Real-time visual recognition of American Sign Language Wearable Computing
Full-sentence, 40-word lexicon ASL is recognized with an accuracy of 99.2% in real-time without explicit modelling of the fingers. One color camera is used for tracking. I will also show my work on wearable computers and rememberance agents.

Scene Cut Detection and Motion Texture Modeling
1) A robust algorithm for finding cuts in video -- to "skip ahead to the next shot." 2) A stochastic motion model for estimating and resynthesizing spatio-temporal patterns. (water, smoke, etc.)

Query by Content in Video Sequences
Unsupervised, Cross-Modal Characterization of Discourse in Tonight Show Monlogues: Preliminary results from analysis of audio and visual-kinesic features as processed with the isodata clustering algorithm demonstrate a bottom up approach to discourse analysis

Layered Image Representation
We will demonstrate novel techniques in motion estimation and segmentation based on mid-level vision concepts for applications in image coding, data compression, video special effects, and 3D structure recovery.

Non-Rigid Motion Segmentation: Psychophysics and Modeling
Estimating non-rigid motion requires integrating multiple constraints while segmenting others.
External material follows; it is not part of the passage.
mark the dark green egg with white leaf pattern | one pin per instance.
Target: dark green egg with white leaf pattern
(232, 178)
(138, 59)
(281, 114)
We will show psychophysical demonstrations which reveal how the human visual system solves this dilemma.

Learning Visual Behavior for Gesture Analysis
The "visual behavior" of gesture is recovered from a number of example image sequences by concurrently training the temporal model and multiple models of the visual scene. The training process is demonstrated.

We will show active face tracking, recognition and pose estimation in the ALIVE system. Users can walk about a room and interact with autonomous virtual creatures in a `Magic Mirror' paradigm; the creatures can recognize/track/respond to the users face as well as body position and hand gestures.